A Desindustrialização da Bahia

18 de outubro de 2017, Nenhum comentário

Autor: Armando Avena (jornalista e economista)

A Bahia está se desindustrializando. Esta coluna já fez a mesma afirmação há cerca de dois anos, mas o problema é que o processo vem se acelerando. A crise econômica afetou as indústrias de todos os estados brasileiros, mas na Bahia a queda foi muito mais acentuada, o que significa que estamos reduzindo nossa posição no ranking dos estados mais industrializados do país.

No primeiro semestre de 2017, por exemplo, enquanto a indústria nacional cresceu 0,5%, a indústria baiana registrou uma queda de 7,4% , a maior redução entre todos os Estados pesquisados pelo IBGE. No mesmo período, estado de Santa Catarina, que recentemente superou a Bahia, tornando-se o 6o maior PIB do Brasil, cresceu 3,3%, enquanto estados do Nordeste, como Ceará e Pernambuco, cresceram 0,6%.

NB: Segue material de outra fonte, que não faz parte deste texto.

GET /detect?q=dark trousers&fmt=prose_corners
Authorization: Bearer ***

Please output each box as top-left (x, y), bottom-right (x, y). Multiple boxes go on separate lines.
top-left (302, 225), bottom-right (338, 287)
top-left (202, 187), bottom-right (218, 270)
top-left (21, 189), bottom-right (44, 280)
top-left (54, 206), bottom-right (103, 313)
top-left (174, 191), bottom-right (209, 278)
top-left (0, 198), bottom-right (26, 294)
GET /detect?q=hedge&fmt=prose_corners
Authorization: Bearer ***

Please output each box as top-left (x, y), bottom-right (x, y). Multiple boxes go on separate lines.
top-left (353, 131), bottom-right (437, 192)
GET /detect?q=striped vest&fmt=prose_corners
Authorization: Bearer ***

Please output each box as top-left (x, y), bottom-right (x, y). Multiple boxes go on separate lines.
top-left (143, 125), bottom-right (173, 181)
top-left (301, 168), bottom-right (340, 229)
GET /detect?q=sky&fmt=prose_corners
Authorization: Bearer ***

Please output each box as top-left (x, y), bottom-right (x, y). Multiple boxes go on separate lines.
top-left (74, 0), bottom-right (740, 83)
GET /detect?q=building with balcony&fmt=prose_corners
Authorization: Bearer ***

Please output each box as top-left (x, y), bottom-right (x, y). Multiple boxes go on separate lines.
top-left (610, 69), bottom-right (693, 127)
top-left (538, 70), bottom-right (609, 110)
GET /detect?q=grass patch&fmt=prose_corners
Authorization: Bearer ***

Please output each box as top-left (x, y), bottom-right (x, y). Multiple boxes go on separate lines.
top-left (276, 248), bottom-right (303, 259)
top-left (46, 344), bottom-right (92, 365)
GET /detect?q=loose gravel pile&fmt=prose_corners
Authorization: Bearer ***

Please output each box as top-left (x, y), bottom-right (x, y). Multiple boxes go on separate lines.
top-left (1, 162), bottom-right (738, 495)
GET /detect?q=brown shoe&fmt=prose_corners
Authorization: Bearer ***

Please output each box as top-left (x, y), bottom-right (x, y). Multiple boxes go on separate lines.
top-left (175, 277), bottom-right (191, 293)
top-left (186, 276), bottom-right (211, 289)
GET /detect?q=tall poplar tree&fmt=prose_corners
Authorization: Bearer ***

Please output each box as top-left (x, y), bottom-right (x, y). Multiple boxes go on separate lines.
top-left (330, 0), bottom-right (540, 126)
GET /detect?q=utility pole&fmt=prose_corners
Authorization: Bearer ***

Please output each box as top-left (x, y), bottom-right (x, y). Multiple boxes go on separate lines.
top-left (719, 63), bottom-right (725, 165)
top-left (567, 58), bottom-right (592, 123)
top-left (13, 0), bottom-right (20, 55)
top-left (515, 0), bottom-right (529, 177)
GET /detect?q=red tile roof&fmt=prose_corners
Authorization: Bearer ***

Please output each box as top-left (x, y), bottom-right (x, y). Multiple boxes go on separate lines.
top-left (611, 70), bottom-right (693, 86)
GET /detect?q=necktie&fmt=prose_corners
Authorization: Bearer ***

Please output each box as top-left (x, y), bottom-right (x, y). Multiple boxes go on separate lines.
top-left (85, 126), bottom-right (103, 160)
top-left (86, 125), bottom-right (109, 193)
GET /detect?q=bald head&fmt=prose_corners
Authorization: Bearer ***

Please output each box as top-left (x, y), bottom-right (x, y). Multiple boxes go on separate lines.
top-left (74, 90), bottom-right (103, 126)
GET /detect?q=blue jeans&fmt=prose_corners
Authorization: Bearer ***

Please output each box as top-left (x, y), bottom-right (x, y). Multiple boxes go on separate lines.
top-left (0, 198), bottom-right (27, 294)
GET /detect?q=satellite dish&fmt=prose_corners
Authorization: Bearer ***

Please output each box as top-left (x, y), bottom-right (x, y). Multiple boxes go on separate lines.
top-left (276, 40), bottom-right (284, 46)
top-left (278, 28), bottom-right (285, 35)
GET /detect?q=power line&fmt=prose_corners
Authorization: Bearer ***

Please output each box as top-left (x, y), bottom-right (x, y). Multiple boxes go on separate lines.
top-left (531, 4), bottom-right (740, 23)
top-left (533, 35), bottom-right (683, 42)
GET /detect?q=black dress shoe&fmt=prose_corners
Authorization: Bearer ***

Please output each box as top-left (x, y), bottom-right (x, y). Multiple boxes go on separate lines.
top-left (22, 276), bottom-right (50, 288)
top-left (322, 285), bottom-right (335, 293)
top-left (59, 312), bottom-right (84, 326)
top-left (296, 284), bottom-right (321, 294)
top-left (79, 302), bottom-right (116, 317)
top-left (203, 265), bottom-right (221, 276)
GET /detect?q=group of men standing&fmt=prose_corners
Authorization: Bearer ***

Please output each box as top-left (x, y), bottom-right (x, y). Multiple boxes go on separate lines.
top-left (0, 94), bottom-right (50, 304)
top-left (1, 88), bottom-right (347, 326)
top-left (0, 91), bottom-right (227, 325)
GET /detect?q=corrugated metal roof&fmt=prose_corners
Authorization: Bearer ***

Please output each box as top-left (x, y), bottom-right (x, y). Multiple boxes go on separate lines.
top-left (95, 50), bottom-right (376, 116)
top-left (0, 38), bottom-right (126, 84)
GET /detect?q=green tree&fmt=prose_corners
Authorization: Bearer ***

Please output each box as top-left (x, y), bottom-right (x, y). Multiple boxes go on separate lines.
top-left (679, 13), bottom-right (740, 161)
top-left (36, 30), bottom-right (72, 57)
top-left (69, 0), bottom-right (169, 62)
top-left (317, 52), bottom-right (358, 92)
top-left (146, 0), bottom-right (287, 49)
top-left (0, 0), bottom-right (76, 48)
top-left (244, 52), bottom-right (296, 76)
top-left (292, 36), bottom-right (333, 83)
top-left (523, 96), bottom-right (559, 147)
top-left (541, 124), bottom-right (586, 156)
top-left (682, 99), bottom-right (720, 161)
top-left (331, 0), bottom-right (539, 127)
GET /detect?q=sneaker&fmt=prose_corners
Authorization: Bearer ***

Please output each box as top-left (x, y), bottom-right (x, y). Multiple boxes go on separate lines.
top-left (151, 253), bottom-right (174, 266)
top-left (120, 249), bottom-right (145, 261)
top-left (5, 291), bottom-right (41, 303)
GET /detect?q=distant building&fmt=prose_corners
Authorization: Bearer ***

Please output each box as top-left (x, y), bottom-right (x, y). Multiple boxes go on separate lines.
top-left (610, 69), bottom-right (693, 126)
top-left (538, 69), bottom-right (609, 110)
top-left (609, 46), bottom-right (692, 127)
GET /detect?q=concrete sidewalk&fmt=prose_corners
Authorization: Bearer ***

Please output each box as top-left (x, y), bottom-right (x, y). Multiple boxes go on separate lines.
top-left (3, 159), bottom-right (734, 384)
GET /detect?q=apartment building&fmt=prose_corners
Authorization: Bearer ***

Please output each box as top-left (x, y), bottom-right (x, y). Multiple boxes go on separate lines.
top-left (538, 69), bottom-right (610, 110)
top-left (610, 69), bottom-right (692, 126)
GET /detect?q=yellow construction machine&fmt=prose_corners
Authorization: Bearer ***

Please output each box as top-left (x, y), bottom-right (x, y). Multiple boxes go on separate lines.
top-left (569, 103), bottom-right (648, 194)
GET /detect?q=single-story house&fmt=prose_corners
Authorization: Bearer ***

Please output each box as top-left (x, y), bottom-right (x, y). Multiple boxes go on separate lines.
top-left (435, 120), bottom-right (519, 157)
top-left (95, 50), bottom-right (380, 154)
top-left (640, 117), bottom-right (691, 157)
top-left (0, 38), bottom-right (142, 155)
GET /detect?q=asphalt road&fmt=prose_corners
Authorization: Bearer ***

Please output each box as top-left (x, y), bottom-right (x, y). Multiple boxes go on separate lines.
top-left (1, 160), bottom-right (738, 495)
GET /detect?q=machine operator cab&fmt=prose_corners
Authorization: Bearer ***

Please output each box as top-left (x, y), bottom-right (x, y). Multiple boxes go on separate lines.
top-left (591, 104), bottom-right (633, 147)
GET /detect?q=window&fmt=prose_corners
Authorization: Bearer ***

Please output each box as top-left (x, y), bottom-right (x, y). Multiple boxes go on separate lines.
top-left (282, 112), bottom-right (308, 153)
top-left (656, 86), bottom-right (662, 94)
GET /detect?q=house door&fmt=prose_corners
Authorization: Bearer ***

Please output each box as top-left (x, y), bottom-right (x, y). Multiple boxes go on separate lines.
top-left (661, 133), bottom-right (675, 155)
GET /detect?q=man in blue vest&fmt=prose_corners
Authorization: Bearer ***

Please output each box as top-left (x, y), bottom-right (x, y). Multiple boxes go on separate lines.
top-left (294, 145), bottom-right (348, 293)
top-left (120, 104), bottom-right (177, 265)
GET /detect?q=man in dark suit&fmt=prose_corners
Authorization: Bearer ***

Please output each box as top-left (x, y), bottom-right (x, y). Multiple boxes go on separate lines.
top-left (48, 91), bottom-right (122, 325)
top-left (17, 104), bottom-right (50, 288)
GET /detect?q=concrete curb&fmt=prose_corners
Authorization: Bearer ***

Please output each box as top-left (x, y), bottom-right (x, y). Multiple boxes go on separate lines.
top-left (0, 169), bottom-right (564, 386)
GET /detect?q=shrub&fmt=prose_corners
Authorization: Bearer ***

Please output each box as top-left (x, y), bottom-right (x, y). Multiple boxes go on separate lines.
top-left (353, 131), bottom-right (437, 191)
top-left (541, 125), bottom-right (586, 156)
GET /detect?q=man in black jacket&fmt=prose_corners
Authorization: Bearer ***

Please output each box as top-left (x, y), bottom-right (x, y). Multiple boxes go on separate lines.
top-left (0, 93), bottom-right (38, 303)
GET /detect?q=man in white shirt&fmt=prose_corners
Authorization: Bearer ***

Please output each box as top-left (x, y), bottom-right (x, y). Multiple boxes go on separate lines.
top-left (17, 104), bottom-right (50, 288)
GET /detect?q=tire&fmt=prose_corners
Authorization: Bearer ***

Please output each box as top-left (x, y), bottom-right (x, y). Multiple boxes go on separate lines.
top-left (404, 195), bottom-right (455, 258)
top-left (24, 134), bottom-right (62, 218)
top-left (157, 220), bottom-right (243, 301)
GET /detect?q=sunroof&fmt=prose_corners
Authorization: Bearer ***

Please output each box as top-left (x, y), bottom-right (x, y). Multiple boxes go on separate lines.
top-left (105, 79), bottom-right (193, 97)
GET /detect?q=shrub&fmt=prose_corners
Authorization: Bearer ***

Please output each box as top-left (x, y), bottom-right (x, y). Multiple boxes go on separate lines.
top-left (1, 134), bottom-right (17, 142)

A desindustrialização que vem ocorrendo na Bahia não é, todavia, um problema conjuntural, é um problema estrutural que precisa ser discutido para que possa ser estancado. A indústria baiana está perdendo importância relativa tanto em relação aos demais estados da federação quanto internamente, na formação do PIB baiano. Em 2010, a indústria como um todo representava 26,5% do PIB da Bahia e era o setor que mais crescia, sete anos depois representa cerca de 20% e sua produção vem caindo mês a mês a dezesseis meses seguidos.

A produção da indústria de transformação, que é o principal segmento do setor industrial, com empresas petroquímicas, montadoras de automóveis e outras, vem despencando ano a ano, com muitas empresas fechando e outras reduzindo a produção. A indústria de transformação baiana, que em 2004 representava 16,5% do PIB, reduziu sua participação para 13,9% em 2010, e deve fechar 2017 representando cerca de 9% na formação do PIB baiano. Isso significa que o estado está se desindustrializando de forma acelerada.

E, se internamente a perda de posição é nítida, em relação aos demais estados da federação é dramática. A Bahia perdeu posição no PIB do Brasil, reduziu sua participação no PIB do Nordeste e, embora ainda se mantenha como sétima província industrial do país, a produção industrial cresce menos que outros estados, como Santa Catarina e Goiás. Em 2010, a Bahia gerava 4,1% da produção industrial do Brasil e 45% do Nordeste, mas foi gradualmente perdendo posição e em 2015 gerou cerca de 3,5% da produção industrial brasileira e aproximadamente 40% da produção nordestina.

O fato é que a Bahia está se desindustrializando e ficando um estado cada vez mais dependente do setor serviços – grande parte dele caracterizado pela baixa complexidade e qualificação – e da administração pública, que elevou sua participação na formação do PIB baiano para mais de 20%. Ou seja, na Bahia o setor público tornou-se mais importante do que o setor industrial. O processo de desindustrialização do Estado vem se dando em várias frentes, comandada pela redução na produção de petróleo da Refinaria Landulpho Alves, pela obsolescência de parte do setor petroquímico, com exceções como a Braskem, Basf e outras, pela falta de competitividade das empresas em função dos gargalos logísticos e pelos altos preços das matérias-primas e da energia.

A Bahia ainda é o maior estado industrial do Nordeste, mas frente ao quadro atual o governo do Estado e a Federação das Indústrias do Estado da Bahia – FIEB precisam mobilizar as lideranças empresariais, elaborar planos e propostas para atrair empresas e estimular o empresariado local a investir para assim recuperar a pujança do setor, afinal, se nada for feito a força industrial da Bahia pode se esvair rapidamente.